No estudo, a longa lista com a expectativa de vida nos bairros de São Paulo revela uma diferença de 21 anos entre quem vive nos Jardins até os 80 e quem morre em Iguatemi aos 59. Iguatemi, zona leste, próximo ao município de Santo André. Cidade Tiradentes, Jardim Ângela e São Rafael também, 59 anos. Extremos demais para que o poder público vá além da lógica biopolítica de se fazer viver um grupo e deixar o outro morrer.

Escrever, refletir, seguir abordando temas que nunca variam. Na constante composição de textos que atuam como registros do status quo por outra perspectiva que não a fria e exclusivamente descritiva, não nos resta muito senão buscar em nossa própria diversidade estratégias de sobreviver com 21 anos a menos. Nós, os pais, filhos, amigas, irmãs, povo que, como versou o Trilha Sonora do Gueto, é "programado para morrer". Parece até privilégio poder morrer de morte morrida, como diriam as avós.

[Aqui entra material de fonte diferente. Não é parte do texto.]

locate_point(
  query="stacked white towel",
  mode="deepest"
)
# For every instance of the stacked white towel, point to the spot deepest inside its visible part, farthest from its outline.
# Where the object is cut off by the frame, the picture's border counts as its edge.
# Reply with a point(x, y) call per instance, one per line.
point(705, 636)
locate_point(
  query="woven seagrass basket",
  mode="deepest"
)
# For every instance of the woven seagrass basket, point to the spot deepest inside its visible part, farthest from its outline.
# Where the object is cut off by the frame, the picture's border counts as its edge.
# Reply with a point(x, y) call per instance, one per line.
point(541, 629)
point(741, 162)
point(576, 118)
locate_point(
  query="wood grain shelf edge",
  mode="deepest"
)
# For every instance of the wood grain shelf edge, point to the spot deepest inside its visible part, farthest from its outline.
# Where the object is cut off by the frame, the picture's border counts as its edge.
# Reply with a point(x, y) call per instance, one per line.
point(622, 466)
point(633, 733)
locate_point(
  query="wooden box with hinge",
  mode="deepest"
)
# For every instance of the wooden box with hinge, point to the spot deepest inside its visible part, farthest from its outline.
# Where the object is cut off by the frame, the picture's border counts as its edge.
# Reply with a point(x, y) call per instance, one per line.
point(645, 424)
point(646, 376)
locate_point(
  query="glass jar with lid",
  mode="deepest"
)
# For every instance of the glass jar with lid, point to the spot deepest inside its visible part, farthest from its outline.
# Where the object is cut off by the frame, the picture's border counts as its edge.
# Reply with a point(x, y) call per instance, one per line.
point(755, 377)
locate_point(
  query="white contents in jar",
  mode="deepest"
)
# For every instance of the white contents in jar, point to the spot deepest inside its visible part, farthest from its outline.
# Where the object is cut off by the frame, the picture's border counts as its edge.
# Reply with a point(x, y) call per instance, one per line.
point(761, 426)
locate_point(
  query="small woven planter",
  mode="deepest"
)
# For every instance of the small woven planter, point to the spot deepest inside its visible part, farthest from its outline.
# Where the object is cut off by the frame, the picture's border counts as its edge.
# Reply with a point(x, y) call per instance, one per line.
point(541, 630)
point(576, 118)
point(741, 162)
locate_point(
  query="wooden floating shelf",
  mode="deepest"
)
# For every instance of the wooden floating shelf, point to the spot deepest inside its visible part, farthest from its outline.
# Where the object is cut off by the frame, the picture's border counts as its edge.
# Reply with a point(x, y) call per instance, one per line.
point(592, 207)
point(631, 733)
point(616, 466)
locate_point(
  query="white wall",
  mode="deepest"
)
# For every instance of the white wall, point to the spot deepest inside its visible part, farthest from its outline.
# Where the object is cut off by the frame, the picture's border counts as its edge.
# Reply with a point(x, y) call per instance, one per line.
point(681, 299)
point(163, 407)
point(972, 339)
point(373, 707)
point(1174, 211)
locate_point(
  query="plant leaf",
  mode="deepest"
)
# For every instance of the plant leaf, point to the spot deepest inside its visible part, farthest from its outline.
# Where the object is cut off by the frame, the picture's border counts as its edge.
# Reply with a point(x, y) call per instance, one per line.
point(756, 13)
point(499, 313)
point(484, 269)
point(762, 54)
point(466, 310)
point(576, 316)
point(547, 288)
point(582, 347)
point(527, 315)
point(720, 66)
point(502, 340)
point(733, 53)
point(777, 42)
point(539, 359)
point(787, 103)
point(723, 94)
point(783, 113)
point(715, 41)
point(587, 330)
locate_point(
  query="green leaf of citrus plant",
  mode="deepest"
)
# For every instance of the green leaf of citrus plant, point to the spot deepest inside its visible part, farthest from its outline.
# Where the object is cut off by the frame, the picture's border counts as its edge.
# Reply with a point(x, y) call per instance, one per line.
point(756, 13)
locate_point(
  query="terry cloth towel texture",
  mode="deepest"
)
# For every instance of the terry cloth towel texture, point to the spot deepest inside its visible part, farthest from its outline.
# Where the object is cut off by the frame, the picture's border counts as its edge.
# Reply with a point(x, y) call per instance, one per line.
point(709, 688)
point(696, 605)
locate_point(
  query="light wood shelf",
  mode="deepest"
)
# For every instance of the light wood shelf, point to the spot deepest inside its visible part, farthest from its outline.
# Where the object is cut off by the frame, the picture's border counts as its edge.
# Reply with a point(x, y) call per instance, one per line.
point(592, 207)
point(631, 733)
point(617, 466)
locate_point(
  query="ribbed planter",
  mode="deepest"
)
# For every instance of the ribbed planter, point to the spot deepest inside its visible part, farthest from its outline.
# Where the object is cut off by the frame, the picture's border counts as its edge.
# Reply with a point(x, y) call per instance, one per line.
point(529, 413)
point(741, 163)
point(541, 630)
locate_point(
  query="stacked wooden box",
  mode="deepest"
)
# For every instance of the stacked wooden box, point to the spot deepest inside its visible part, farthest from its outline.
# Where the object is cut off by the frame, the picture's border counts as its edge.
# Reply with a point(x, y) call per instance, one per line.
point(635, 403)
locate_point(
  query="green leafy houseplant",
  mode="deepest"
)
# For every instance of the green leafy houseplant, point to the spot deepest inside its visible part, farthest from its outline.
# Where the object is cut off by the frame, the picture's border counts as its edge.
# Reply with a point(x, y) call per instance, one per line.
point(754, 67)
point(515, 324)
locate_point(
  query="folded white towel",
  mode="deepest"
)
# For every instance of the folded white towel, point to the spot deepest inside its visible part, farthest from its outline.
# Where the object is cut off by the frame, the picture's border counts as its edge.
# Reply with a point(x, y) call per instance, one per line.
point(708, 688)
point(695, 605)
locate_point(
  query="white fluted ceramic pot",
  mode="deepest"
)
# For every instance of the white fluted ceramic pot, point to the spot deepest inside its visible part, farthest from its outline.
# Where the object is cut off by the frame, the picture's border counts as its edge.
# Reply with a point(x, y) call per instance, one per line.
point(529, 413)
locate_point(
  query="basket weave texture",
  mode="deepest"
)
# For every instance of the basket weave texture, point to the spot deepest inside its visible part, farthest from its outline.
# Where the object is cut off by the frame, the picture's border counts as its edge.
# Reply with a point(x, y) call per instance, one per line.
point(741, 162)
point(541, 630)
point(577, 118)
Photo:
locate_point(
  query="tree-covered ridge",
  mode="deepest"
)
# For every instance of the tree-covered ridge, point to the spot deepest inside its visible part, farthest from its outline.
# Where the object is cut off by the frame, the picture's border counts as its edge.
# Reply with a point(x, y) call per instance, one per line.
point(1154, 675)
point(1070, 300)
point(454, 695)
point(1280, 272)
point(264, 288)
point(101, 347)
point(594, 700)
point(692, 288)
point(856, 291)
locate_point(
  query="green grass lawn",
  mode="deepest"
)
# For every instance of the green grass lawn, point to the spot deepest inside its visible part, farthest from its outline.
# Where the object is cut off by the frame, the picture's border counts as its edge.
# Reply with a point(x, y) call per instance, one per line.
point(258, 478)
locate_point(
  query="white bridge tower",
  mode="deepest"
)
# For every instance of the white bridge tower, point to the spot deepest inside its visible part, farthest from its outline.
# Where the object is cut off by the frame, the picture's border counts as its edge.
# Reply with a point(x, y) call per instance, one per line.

No próximo ano e nos 21 adiante o que se quer é o mínimo. Fora das redes sociais ou do jornalismo que se rendeu à vontade de financiadores de golpes e adultos mimados a pautar periódicos como se fossem seus diários pessoais, tem toda uma gente cuja morte precoce é esperada e ainda assim permanece em luta. Gente que não tem tempo para se importar com reação do mercado, que não chamaria de gastança R$ 600 para comida, água, luz, nem qualquer outro valor a garantir remédios gratuitos, reforço na educação, acesso à dignidade, à vida. Gente cheia de expectativa que tem o direito de tomar de volta 21 anos roubados, substituindo a vela do funeral pela do aniversário.

É o que queremos para 2023. Vinte e um anos de volta.